Le week-end dernier, l’arène politique nationale a de nouveau connu une effervescence des états-majors politiques sur toute l’étendue du pays. L’élection référendaire à venir en est la raison principale de ce branle-bas de combat partout. À Libreville, dans le quartier Glass, dans le 4e arrondissement, s’est tenu samedi 26 octobre le deuxième conseil national de l’Union nationale (UN). Au cours de ce conclave, le Parti de Paulette Missambo a officiellement fait connaître sa position à cette élection qui cristallise toutes les attentions.

Au cours de leurs travaux qui ont connu une grande participation des membres du bureau et autres militants, c’est le projet de constitution qui a été soumis à de longues heures de réflexion. On a phosphoré fort dans le lieu retenu pour ces assises. Il fallait pour les participants passer au peigne fin, si ce n’est au scanner, ledit projet de constitution. Pour les participants, il fallait faire une lecture studieuse et non en diagonale. Car, il en va pour ce Gabon nouveau que tout le monde rêve après le « coup de libération » du CTRI.
De ce qu’il en ressort, par la voix de la présidente intérimaire, dame Jeanine Taty Koumba, a déclaré qu’une fois que ce projet de constitution aura eu l’assentiment du peuple, lors du référendum annoncé pour le 16 novembre prochain, qu’ils seront « très attentifs à l’adoption de certaines lois organiques, notamment celles relatives à l’élection du président de la République et aux cas d’empêchement, celle fixant les règles d’organisation et de fonctionnement de la Cour constitutionnelle, celle portant organisation de la justice, celle relative au statut des magistrats ou celle se rapportant à la nomination à certains emplois supérieurs de l’Etat.
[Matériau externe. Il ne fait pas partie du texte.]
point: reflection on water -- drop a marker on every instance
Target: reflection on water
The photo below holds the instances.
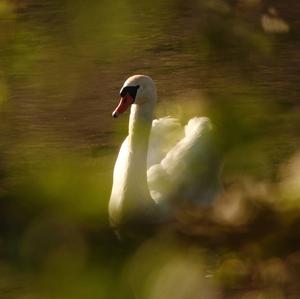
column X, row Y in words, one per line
column 62, row 65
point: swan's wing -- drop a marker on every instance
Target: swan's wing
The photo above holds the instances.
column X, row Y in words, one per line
column 190, row 170
column 165, row 133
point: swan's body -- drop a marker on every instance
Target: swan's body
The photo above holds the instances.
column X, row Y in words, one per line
column 176, row 165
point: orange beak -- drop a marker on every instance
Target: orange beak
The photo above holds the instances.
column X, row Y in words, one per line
column 125, row 102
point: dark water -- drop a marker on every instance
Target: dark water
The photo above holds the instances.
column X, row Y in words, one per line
column 62, row 65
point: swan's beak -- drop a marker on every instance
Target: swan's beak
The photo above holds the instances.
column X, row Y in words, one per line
column 125, row 102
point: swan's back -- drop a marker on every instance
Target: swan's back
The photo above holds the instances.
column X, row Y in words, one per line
column 190, row 170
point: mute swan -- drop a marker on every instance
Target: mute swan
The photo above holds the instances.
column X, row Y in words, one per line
column 176, row 166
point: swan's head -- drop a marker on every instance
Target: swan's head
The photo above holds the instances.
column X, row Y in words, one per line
column 137, row 90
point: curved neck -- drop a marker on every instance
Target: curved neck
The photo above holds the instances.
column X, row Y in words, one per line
column 140, row 123
column 130, row 194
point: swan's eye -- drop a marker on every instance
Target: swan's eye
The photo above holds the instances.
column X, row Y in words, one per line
column 131, row 90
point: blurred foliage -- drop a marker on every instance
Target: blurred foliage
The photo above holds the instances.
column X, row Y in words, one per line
column 62, row 63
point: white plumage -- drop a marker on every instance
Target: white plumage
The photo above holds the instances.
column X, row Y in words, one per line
column 161, row 164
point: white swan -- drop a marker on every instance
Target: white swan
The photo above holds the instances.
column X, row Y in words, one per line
column 179, row 165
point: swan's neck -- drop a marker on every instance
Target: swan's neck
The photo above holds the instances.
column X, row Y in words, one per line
column 138, row 138
column 130, row 194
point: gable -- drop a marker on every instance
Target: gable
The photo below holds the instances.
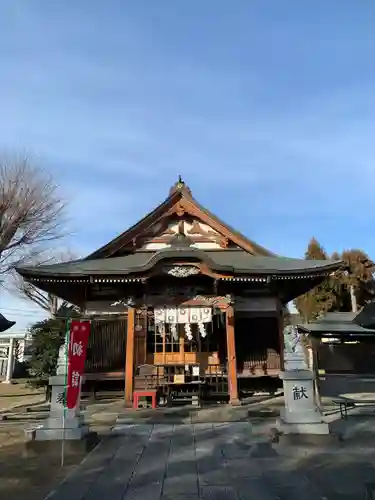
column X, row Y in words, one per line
column 202, row 235
column 179, row 212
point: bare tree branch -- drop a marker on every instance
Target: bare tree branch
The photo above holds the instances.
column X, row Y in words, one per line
column 31, row 212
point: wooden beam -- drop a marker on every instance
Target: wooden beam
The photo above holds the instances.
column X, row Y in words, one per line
column 129, row 362
column 231, row 354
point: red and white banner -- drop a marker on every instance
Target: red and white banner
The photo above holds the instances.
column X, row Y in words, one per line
column 78, row 340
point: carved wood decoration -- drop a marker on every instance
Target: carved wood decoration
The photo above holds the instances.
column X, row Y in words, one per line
column 198, row 232
column 179, row 204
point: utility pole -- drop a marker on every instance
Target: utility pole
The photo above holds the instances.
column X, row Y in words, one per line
column 353, row 298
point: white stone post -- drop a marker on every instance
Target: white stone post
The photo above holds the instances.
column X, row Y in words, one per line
column 10, row 362
column 301, row 414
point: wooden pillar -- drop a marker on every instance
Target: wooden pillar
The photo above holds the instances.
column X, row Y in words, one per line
column 129, row 362
column 231, row 354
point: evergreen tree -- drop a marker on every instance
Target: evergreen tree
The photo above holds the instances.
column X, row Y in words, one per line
column 47, row 337
column 322, row 298
column 358, row 274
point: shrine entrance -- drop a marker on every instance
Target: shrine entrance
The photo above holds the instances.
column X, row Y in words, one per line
column 182, row 346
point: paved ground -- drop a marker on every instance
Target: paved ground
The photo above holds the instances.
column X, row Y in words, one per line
column 214, row 461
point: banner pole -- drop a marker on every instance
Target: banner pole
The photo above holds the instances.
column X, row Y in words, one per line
column 67, row 342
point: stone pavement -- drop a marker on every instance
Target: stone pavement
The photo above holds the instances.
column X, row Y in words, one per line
column 217, row 461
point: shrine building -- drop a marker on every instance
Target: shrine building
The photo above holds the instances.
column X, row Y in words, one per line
column 181, row 299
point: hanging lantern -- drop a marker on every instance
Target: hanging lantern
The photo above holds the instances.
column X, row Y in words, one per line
column 174, row 331
column 202, row 329
column 188, row 331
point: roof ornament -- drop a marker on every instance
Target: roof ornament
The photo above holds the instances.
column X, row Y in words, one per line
column 180, row 186
column 5, row 324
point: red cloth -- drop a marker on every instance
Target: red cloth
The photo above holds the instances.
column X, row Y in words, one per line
column 79, row 337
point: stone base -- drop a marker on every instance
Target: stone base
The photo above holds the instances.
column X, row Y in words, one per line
column 235, row 402
column 53, row 446
column 302, row 427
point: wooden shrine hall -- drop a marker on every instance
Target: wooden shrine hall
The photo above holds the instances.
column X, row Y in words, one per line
column 181, row 302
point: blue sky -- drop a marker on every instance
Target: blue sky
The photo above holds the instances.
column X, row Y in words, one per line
column 267, row 110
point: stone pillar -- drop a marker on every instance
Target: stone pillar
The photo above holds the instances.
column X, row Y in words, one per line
column 10, row 362
column 300, row 414
column 232, row 360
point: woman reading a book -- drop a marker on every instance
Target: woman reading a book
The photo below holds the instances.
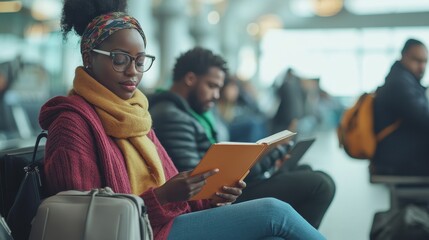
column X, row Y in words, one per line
column 100, row 135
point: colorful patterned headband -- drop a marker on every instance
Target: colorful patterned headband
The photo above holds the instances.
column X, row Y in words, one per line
column 105, row 25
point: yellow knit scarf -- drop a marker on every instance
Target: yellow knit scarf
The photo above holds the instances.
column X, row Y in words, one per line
column 128, row 121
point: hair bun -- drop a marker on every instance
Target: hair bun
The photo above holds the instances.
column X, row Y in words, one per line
column 77, row 14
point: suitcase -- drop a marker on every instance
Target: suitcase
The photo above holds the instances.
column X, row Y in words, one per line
column 98, row 214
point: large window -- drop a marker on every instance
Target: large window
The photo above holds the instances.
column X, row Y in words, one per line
column 347, row 61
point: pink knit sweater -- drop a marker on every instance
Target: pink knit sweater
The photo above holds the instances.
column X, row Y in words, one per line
column 79, row 155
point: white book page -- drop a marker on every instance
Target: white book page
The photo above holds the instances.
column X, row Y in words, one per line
column 276, row 137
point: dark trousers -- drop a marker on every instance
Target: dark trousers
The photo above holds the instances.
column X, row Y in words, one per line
column 309, row 192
De même, nous allons particulièrement suivre le processus d’élaboration et d’adoption des lois relatives aux partis politiques, aux associations, aux réunions publiques, à la communication, aux élections politiques et aux élections locales. » Et d’ajouter : « L’initiative de la loi appartient, certes, au Gouvernement et au Parlement, mais, en tant que parti organisé, nous avons la possibilité d’exprimer nos idées et suggérer des pistes de réforme. Dans le combat pour la transparence électorale et le respect de la forme républicaine de l’État, nous ne ménagerons aucun effort : nous nous battrons pour repousser au plus loin les limites de ce qui est possible de faire pour privilégier ce qu’il faut faire. » Autrement dit, à l’Union Nationale, on jouera les sentinelles.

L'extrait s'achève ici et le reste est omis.